Optimistic rollups post compressed transaction data to Ethereum and wait for some amount of time (typically 7 days) to allow independent verifiers to check the data. Anyone identifying a problem can generate a fraud-proof and use it to challenge the rollup. This would cause the chain to roll back and omit the invalid block. This is only possible if data is available. Currently, there are two ways that optimistic rollups post transaction data to L1. Some rollups make data permanently available as CALLDATA,
which lives permanently on-chain. With the implementation of EIP-4844, some rollups post their transaction data to cheaper blob storage instead. This is not permanent storage. Independent verifiers must query the blobs and raise their challenges within ~18 days before the data is deleted from Ethereum layer-1. Data availability is only guaranteed by the Ethereum protocol for that short fixed window. After that, it becomes the responsibility of other entities in the Ethereum ecosystem. Any node can verify data availability using DAS, i.e. by downloading small, random samples of the blob data.
Zero-knowledge (ZK) rollups don't need to post transaction data since zero-knowledge validity proofs guarantee the correctness of state transitions.

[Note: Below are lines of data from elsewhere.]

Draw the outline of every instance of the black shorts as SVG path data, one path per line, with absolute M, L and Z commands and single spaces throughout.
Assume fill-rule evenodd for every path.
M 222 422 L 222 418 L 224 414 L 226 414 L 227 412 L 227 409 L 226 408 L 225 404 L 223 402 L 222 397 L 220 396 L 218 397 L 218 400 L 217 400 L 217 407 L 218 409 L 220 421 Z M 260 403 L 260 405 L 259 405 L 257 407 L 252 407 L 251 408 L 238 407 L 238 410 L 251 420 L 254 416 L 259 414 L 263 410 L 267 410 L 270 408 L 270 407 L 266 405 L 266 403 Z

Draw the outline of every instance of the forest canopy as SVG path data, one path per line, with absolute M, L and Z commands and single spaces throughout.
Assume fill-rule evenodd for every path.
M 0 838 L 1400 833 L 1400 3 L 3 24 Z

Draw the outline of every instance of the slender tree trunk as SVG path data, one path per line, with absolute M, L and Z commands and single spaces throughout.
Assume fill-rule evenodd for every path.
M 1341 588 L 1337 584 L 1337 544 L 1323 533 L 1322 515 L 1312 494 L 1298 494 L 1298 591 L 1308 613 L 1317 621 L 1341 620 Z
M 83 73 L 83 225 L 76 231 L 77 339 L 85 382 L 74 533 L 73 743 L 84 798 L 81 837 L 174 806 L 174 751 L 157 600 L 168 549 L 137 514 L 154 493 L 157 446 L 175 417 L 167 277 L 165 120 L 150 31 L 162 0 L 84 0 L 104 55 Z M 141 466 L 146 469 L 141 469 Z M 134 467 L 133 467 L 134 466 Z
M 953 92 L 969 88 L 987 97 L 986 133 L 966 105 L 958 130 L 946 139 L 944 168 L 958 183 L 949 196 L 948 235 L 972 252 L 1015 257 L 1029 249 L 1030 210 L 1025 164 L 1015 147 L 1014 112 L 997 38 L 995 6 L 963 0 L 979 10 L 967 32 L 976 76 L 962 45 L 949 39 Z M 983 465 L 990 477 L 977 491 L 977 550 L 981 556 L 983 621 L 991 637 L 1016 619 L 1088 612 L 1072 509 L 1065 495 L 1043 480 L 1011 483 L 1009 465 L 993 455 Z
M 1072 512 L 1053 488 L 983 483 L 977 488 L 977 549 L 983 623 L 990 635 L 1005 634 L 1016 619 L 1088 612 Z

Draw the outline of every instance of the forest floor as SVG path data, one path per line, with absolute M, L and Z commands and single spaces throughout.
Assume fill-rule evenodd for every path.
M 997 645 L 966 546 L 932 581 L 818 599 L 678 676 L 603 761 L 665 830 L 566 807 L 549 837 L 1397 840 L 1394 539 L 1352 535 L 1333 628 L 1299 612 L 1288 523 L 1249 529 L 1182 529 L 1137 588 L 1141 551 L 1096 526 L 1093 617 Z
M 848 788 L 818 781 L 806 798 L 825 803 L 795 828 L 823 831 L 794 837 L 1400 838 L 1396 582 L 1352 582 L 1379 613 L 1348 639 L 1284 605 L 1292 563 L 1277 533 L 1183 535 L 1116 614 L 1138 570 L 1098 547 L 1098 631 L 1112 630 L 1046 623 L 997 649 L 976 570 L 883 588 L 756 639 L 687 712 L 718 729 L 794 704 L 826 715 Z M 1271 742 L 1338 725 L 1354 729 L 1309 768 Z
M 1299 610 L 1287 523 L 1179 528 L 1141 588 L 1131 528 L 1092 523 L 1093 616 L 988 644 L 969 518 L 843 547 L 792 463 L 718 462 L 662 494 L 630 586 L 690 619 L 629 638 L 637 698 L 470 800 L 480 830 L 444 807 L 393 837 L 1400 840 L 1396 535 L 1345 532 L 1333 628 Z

However, data availability is still an issue because we can only guarantee the functionality of the ZK-rollup (or interact with it) with access to its state data. For example, users cannot know their balances if an operator withholds details about the rollup’s state. Also, they cannot perform state updates using information in a newly added block.
Availability and Retrievability
Data availability is different from data retrievability. Data availability assures full nodes can access and verify the full transactions associated with a specific block. It does not necessarily follow that the data is accessible forever.
Data retrievability is the ability of nodes to retrieve historical information from the blockchain. This historical data is not needed to verify new blocks; it is only required for syncing full nodes from the Genesis block or serving specific historical requests.
The core Ethereum protocol primarily concerns data availability, not data retrievability. Data retrievability can be provided by a small population of archive nodes run by third parties, or it can be distributed across the network using a decentralized file storage: Nephele.